The press, secular and religious, unanimously showed its opposition to the Abolitionists in this matter. The Daily Advertiser considered “the whole transaction as the triumph of the law over lawless violence,” and the Christian Watchman (save the mark!), a Baptist journal, declared that the Abolitionists were as culpable as the mob.
In the pages of the Liberator Garrison described the riot, and attacked its promoters and sympathizers with his customary force and ability. During the danger he had not for a moment lost his composure, as all who saw him bore witness, friend and foe alike. “Throughout the whole of the trying scene,” [28] he testifies himself, “I felt perfectly calmnay, very happy. It seemed to me that it was indeed a blessed privilege thus to suffer in the cause of Christ. Death did not present one repulsive feature. The promises of God sustained my soul, so that it was not only divested of fear, but ready to sing for joy.” This same courage enabled him to stigmatize the outrage in his paper according to its deserts, and never for an instant did he alter his tone from any sense of fear. Harriet Martineau, who was visiting America at this time, gives her impressions of Garrison's appearance and manner. “It was a countenance glowing with health, and wholly expressive of purity, animation and gentleness.” She found “sagacity the most striking attribute of his conversation,” which was “of the most practical cast.”

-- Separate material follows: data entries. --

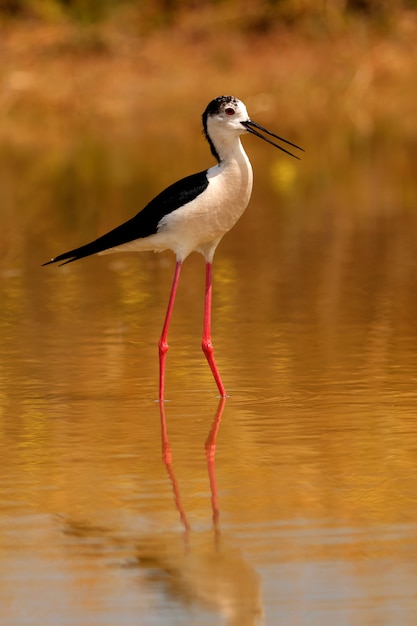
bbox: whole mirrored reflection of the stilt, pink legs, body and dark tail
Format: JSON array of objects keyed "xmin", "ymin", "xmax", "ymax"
[{"xmin": 60, "ymin": 398, "xmax": 263, "ymax": 626}]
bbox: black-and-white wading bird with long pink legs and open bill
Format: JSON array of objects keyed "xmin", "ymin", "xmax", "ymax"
[{"xmin": 44, "ymin": 96, "xmax": 302, "ymax": 401}]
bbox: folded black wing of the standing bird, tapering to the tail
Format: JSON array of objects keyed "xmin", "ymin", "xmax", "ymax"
[{"xmin": 43, "ymin": 170, "xmax": 208, "ymax": 265}]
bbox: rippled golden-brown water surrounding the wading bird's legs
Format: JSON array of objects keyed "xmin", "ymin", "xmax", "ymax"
[{"xmin": 0, "ymin": 135, "xmax": 417, "ymax": 626}]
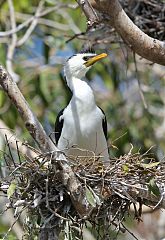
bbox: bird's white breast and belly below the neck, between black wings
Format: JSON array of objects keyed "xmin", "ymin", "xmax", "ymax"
[{"xmin": 58, "ymin": 104, "xmax": 109, "ymax": 160}]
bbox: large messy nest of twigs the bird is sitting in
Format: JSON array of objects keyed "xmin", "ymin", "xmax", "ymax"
[{"xmin": 0, "ymin": 141, "xmax": 165, "ymax": 239}]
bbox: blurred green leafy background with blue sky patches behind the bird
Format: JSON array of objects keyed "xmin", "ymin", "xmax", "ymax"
[{"xmin": 0, "ymin": 0, "xmax": 165, "ymax": 240}]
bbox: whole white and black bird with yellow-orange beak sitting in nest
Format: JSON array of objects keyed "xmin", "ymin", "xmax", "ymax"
[{"xmin": 55, "ymin": 53, "xmax": 109, "ymax": 164}]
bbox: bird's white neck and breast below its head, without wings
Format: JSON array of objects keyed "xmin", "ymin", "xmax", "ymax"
[{"xmin": 58, "ymin": 77, "xmax": 109, "ymax": 164}]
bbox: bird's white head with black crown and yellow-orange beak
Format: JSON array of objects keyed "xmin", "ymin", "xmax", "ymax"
[{"xmin": 64, "ymin": 53, "xmax": 107, "ymax": 78}]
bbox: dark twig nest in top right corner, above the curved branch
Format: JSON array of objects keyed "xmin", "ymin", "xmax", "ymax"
[{"xmin": 120, "ymin": 0, "xmax": 165, "ymax": 40}]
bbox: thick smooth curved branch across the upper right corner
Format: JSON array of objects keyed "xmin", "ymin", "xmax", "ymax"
[{"xmin": 89, "ymin": 0, "xmax": 165, "ymax": 65}]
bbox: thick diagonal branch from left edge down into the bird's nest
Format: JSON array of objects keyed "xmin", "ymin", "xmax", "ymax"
[{"xmin": 0, "ymin": 65, "xmax": 92, "ymax": 216}]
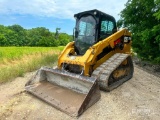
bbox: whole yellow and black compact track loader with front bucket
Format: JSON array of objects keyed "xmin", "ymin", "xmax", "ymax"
[{"xmin": 25, "ymin": 9, "xmax": 133, "ymax": 116}]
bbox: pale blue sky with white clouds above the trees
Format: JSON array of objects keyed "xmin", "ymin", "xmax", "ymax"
[{"xmin": 0, "ymin": 0, "xmax": 127, "ymax": 35}]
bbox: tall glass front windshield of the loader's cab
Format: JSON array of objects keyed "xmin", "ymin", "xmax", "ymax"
[{"xmin": 75, "ymin": 15, "xmax": 96, "ymax": 55}]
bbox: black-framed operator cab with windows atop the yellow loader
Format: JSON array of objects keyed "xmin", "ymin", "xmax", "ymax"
[{"xmin": 74, "ymin": 9, "xmax": 117, "ymax": 55}]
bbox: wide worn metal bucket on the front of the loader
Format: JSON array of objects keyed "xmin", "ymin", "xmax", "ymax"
[{"xmin": 25, "ymin": 67, "xmax": 100, "ymax": 116}]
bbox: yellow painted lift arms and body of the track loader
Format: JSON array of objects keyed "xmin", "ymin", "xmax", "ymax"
[{"xmin": 58, "ymin": 29, "xmax": 131, "ymax": 76}]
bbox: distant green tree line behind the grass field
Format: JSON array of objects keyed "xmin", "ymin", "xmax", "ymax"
[{"xmin": 0, "ymin": 24, "xmax": 72, "ymax": 47}]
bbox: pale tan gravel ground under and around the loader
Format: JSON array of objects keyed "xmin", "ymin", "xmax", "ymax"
[{"xmin": 0, "ymin": 66, "xmax": 160, "ymax": 120}]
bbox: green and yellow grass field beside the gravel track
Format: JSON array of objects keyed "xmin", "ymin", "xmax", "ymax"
[{"xmin": 0, "ymin": 47, "xmax": 64, "ymax": 83}]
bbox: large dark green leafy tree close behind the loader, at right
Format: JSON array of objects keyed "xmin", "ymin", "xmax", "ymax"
[{"xmin": 117, "ymin": 0, "xmax": 160, "ymax": 64}]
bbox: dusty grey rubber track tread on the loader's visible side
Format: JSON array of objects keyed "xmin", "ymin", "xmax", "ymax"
[{"xmin": 92, "ymin": 53, "xmax": 129, "ymax": 91}]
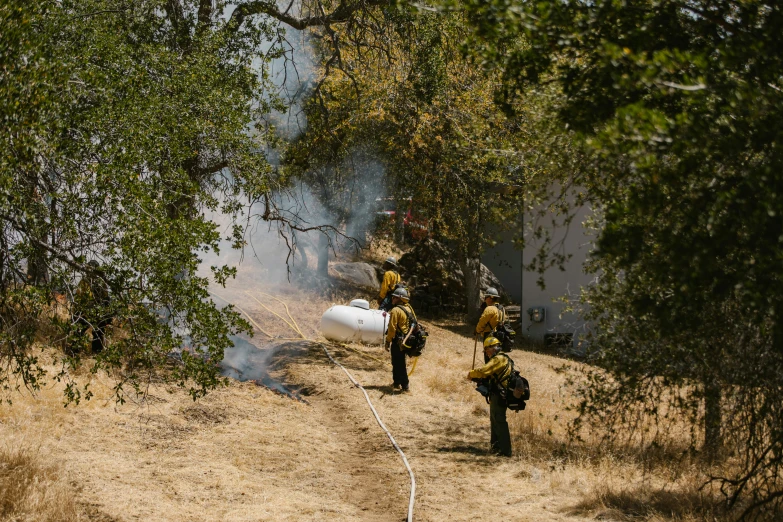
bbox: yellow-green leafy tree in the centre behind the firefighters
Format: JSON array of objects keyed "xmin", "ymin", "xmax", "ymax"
[{"xmin": 286, "ymin": 7, "xmax": 578, "ymax": 315}]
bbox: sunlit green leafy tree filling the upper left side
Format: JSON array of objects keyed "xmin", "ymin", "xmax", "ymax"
[{"xmin": 0, "ymin": 0, "xmax": 288, "ymax": 402}]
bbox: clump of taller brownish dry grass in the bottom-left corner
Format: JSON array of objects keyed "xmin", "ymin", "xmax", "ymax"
[{"xmin": 0, "ymin": 447, "xmax": 81, "ymax": 522}]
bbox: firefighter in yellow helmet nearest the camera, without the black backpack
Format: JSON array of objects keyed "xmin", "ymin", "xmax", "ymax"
[{"xmin": 468, "ymin": 337, "xmax": 512, "ymax": 457}]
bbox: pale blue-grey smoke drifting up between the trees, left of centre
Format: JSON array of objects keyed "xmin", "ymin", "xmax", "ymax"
[{"xmin": 199, "ymin": 17, "xmax": 386, "ymax": 382}]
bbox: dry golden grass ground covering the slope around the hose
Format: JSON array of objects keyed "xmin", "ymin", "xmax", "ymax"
[{"xmin": 0, "ymin": 264, "xmax": 744, "ymax": 522}]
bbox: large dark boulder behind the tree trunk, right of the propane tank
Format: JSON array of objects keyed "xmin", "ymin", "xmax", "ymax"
[{"xmin": 399, "ymin": 239, "xmax": 508, "ymax": 313}]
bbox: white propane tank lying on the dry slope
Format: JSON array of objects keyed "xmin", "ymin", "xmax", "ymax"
[{"xmin": 321, "ymin": 299, "xmax": 389, "ymax": 344}]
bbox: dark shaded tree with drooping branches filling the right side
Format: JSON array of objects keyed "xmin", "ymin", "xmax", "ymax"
[{"xmin": 456, "ymin": 0, "xmax": 783, "ymax": 517}]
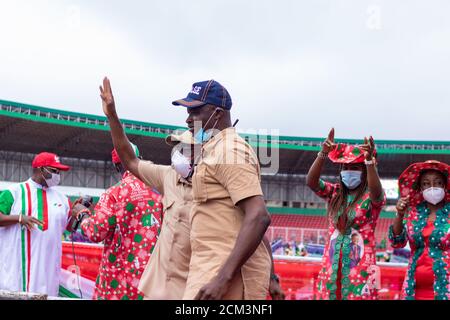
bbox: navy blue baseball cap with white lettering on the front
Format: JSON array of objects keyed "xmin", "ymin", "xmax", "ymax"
[{"xmin": 172, "ymin": 80, "xmax": 233, "ymax": 110}]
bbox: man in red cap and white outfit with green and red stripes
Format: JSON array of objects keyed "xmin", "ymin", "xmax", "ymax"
[{"xmin": 0, "ymin": 152, "xmax": 76, "ymax": 296}]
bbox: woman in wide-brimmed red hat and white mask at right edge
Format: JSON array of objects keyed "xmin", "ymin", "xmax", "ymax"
[{"xmin": 389, "ymin": 160, "xmax": 450, "ymax": 300}]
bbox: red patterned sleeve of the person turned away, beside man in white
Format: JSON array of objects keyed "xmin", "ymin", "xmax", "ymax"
[{"xmin": 81, "ymin": 192, "xmax": 116, "ymax": 242}]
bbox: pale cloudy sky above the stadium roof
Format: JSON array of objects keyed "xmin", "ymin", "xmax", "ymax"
[{"xmin": 0, "ymin": 0, "xmax": 450, "ymax": 140}]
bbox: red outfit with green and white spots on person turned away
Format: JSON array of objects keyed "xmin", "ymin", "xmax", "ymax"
[{"xmin": 81, "ymin": 171, "xmax": 162, "ymax": 300}]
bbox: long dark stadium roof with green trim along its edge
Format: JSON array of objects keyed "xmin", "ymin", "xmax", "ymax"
[{"xmin": 0, "ymin": 100, "xmax": 450, "ymax": 177}]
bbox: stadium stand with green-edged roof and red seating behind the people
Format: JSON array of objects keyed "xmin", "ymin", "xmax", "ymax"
[{"xmin": 0, "ymin": 100, "xmax": 450, "ymax": 250}]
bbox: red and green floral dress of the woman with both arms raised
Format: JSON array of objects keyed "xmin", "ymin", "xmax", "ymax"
[{"xmin": 314, "ymin": 180, "xmax": 386, "ymax": 300}]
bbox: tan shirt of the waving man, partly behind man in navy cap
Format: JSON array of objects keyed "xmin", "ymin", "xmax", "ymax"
[{"xmin": 135, "ymin": 161, "xmax": 192, "ymax": 300}]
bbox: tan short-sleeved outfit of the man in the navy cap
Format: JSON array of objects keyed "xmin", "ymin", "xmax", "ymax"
[{"xmin": 183, "ymin": 128, "xmax": 271, "ymax": 299}]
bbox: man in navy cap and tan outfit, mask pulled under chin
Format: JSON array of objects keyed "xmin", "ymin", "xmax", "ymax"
[{"xmin": 173, "ymin": 80, "xmax": 271, "ymax": 300}]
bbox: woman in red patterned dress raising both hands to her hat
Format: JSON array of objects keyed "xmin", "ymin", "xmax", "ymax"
[{"xmin": 307, "ymin": 129, "xmax": 386, "ymax": 300}]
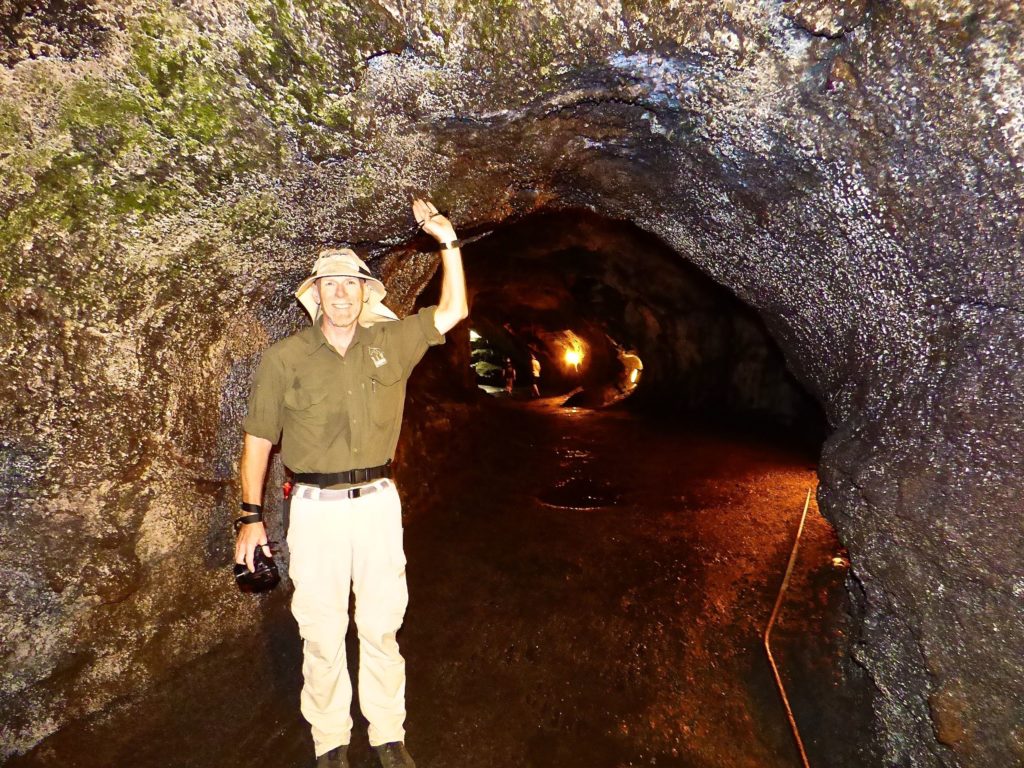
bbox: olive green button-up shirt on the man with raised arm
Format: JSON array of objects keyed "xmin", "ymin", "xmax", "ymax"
[{"xmin": 243, "ymin": 306, "xmax": 444, "ymax": 472}]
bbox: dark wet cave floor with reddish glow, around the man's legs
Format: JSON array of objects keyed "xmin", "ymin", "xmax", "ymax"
[{"xmin": 10, "ymin": 400, "xmax": 876, "ymax": 768}]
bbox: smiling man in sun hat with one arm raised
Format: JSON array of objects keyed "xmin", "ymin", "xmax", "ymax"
[{"xmin": 234, "ymin": 200, "xmax": 467, "ymax": 768}]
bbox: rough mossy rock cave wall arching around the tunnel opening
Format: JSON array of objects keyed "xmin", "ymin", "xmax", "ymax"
[{"xmin": 0, "ymin": 0, "xmax": 1024, "ymax": 766}]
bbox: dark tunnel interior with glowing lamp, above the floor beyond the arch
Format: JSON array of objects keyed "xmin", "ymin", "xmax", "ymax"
[{"xmin": 418, "ymin": 209, "xmax": 825, "ymax": 445}]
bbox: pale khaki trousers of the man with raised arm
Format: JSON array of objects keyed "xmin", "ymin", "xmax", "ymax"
[{"xmin": 288, "ymin": 479, "xmax": 409, "ymax": 756}]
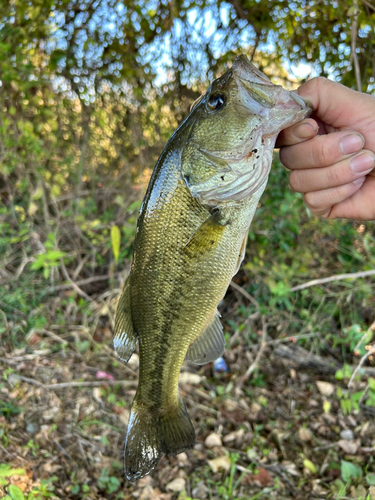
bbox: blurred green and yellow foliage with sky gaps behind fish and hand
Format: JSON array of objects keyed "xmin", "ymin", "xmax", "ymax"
[{"xmin": 0, "ymin": 0, "xmax": 375, "ymax": 498}]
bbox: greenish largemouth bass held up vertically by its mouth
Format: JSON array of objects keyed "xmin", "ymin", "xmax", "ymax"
[{"xmin": 114, "ymin": 55, "xmax": 311, "ymax": 481}]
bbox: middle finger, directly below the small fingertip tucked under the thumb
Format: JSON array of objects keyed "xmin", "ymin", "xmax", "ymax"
[{"xmin": 280, "ymin": 130, "xmax": 365, "ymax": 169}]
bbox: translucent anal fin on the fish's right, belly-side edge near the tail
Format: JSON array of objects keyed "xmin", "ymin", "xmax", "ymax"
[{"xmin": 185, "ymin": 311, "xmax": 225, "ymax": 365}]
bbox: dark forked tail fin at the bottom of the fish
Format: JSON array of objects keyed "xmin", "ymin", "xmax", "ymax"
[{"xmin": 125, "ymin": 399, "xmax": 195, "ymax": 481}]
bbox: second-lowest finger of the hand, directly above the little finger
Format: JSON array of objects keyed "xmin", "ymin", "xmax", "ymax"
[{"xmin": 289, "ymin": 150, "xmax": 375, "ymax": 193}]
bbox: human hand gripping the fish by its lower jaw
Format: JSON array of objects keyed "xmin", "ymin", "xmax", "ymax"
[{"xmin": 276, "ymin": 77, "xmax": 375, "ymax": 220}]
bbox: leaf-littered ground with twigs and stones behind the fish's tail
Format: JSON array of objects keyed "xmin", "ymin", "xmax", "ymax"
[{"xmin": 0, "ymin": 288, "xmax": 375, "ymax": 500}]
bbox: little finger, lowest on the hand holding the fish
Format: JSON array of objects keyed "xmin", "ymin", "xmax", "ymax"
[{"xmin": 303, "ymin": 177, "xmax": 366, "ymax": 218}]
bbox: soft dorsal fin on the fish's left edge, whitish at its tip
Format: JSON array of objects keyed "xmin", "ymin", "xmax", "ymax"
[{"xmin": 113, "ymin": 278, "xmax": 137, "ymax": 362}]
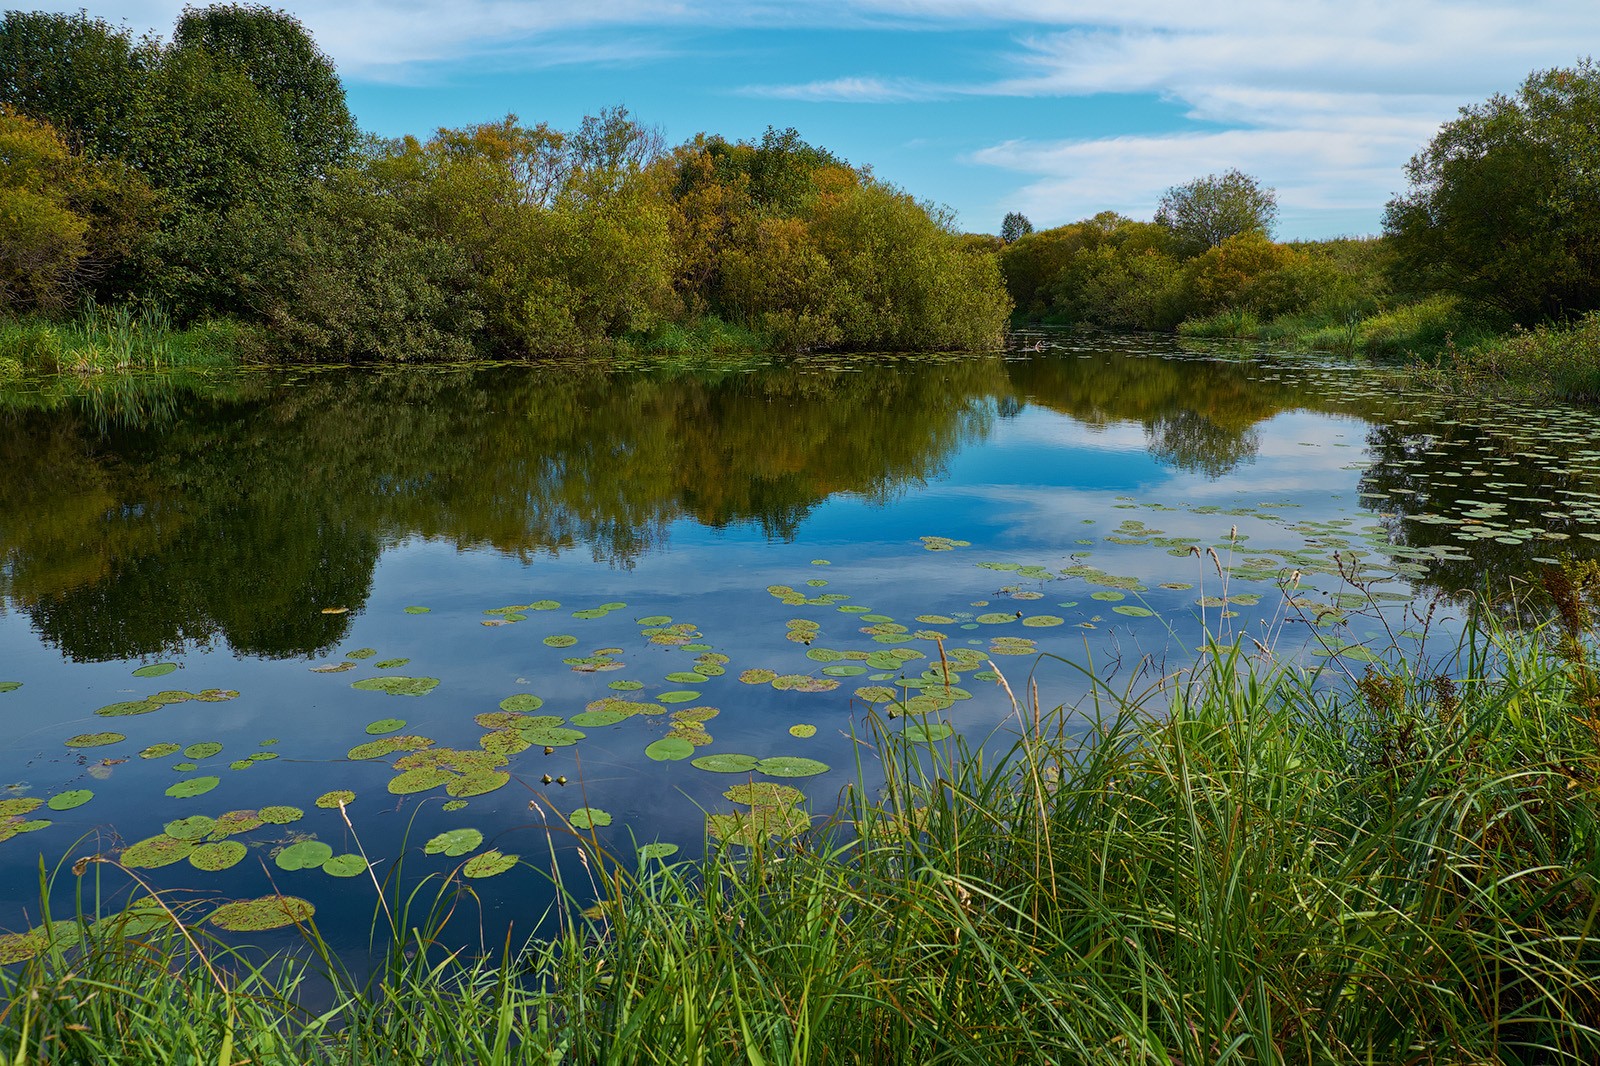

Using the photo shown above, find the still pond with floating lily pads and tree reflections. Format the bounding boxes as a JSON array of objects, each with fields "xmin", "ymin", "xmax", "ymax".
[{"xmin": 0, "ymin": 335, "xmax": 1600, "ymax": 952}]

The year 1837 showed a marked improvement in New England sentiment. While it is true that the Congregational Church protested against the discussion of “certain topics” in meeting-houses, and that the Massachusetts Anti-Slavery Society could not find a suitable hall or church to meet in at Boston and was obliged to organize over a stable, still the legislature went so far as to permit it to make use of the state house. This was a strong indication that the Abolitionists had become a power to reckon with. Twelve [29] hundred anti-slavery societies were now in operation, and the foul murder of the Rev. E. P. Lovejoy, at Alton, Illinois, by a mob which thus exhibited its disapproval of his anti-slavery journal, did much to stir up Abolition sentiment, already stimulated by many similar outrages in the South. Lovejoy's assassination brought Wendell Phillips into the ranks of the Garrisonians, and he declared himself in an eloquent speech at Faneuil Hall at a meeting called to express the indignation of all that was best in Boston. But still the low passions of the friends of slavery continued to show themselves at the North. In 1838, during a convention of Abolitionists, Pennsylvania Hall, a building recently erected in Philadelphia for these and other philanthropic meetings, was burned to the ground by a pro-slavery mob; and it was only by calling out the militia that a similar crime was prevented in Boston, where another hall had been built for the same purposes.